In practice, this process is complicated (but also accelerated from a user perspective) by a system of caching, by which both XML fragments and the corresponding HTML version, once created by an initial request, are stored so that future requests can be met without further parsing or transforming, until the editors alter the items concerned in the XML (which automatically invalidates any cached copies of the altered material), or alter the XSLT style sheet that controls presentation (upon which all cached HTML is marked invalid so that it will be regenerated with the changed presentation next time the XML is retrieved).
2.3 Platform Requirements
Though earlier work on XML fragment retrieval and rendering in real time was done on University servers which I specified and managed, giving me complete control of the hardware and software, the programs that deliver these dictionaries can run on servers which offer only the limited configuration facilities found at the inexpensive end of the commercial hosting market. No privileged access to the machine is needed to install or maintain them. There is, of course, a performance penalty: the whole thing would run faster and handle more simultaneous users without performance deterioration if it could be moved "in process" with the Web server, so that the script handling system did not have to be loaded and initialized for every single request, as happens at the moment. But performance is broadly satisfactory for the present size of the datasets and should cope with their planned expansion. My modified methods mean that other scholars who would like to deploy a version of this system adapted to their particular data have the prospect of getting it to run without excessive dependence on the cooperation or expertise of their local server administrators.

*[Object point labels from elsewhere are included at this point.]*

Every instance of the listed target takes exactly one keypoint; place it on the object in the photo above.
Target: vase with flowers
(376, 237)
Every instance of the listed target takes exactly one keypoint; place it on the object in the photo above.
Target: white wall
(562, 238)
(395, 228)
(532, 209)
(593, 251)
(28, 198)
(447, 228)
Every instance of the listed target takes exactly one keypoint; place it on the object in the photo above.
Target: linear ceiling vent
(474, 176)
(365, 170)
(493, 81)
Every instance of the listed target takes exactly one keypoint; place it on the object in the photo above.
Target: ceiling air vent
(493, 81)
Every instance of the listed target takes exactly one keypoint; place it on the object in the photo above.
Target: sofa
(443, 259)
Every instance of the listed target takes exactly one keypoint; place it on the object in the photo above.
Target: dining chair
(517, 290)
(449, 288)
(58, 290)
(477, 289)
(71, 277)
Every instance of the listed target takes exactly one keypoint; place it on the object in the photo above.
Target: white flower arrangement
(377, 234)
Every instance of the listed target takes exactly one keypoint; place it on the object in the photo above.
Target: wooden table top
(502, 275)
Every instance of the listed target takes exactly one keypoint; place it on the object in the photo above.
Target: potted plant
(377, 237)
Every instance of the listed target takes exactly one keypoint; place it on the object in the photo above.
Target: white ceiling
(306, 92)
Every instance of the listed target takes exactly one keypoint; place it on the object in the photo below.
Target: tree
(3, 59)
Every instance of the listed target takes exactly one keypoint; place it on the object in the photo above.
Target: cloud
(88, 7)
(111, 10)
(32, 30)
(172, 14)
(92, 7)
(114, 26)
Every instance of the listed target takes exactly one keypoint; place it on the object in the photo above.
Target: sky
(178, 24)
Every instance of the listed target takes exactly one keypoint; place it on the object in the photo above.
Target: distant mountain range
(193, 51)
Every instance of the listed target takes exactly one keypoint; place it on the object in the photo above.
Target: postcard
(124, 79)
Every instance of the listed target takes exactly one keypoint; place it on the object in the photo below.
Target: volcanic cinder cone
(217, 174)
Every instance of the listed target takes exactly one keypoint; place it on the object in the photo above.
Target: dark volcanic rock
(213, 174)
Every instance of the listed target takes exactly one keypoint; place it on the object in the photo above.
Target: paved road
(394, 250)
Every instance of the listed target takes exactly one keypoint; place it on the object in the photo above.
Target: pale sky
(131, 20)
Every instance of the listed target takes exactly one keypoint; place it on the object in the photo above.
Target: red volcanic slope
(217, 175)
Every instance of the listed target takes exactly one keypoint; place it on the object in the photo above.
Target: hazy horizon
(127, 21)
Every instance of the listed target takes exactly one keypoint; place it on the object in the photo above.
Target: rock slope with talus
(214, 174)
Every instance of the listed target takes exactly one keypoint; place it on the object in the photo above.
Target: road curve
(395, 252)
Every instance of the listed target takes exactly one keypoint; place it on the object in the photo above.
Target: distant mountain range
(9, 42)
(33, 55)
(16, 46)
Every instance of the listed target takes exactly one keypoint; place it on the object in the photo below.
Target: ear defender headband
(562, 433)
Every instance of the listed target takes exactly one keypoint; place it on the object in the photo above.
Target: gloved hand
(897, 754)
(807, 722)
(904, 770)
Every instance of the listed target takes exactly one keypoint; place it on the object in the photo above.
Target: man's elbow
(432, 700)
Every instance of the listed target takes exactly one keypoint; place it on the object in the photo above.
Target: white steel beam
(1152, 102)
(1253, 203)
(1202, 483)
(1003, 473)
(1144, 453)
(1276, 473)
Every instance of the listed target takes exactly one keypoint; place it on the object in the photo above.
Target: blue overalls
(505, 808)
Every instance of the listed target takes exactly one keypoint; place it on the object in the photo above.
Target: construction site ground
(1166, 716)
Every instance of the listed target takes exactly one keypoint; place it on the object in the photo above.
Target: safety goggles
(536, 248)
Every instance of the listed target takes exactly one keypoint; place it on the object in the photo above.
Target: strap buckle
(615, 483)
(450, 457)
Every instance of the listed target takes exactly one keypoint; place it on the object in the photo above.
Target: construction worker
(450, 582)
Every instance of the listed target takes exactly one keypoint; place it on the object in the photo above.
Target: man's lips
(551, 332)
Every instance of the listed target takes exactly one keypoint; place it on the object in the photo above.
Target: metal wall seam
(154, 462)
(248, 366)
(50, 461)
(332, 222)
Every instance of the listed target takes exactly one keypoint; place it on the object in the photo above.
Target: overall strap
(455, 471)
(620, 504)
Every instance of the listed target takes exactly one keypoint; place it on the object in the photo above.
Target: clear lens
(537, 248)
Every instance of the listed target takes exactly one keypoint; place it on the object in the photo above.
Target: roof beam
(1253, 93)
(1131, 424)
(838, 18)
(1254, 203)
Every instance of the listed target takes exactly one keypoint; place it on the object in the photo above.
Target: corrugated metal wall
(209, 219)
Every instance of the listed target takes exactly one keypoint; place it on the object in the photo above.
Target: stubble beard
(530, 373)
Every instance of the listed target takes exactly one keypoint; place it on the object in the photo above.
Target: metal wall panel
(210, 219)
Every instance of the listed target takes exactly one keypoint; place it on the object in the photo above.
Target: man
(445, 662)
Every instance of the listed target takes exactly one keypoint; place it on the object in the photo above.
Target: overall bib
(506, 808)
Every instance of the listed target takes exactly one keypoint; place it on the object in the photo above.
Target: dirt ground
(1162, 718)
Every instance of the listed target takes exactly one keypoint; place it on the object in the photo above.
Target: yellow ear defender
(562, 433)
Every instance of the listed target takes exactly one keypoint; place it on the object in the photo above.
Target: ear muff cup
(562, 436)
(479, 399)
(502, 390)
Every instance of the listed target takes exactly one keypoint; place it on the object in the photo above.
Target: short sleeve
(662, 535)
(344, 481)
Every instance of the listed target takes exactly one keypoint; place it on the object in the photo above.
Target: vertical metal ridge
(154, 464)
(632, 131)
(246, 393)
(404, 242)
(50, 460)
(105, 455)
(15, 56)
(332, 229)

One indispensable requirement, for CJK applications at any rate, is the presence of up-to-date system libraries for handling Unicode, and experience suggests that these are more commonly found on commercial sector servers than on campus facilities.
2.4 Moral of this Tale
Charles Muller and I were, within a matter of days, able to pool our knowledge and interests and work together across nine time zones as effectively as if we had been in neighbouring offices. Humanities scholars who still insist that computers are no more than glorified but temperamental typewriters, and campus finance officers who believe only scientists need decent computer hardware or network connections, might like to consider revising their views. Anyone who thinks XML is either just a fad or tomorrow's technology can see its enabling power at work.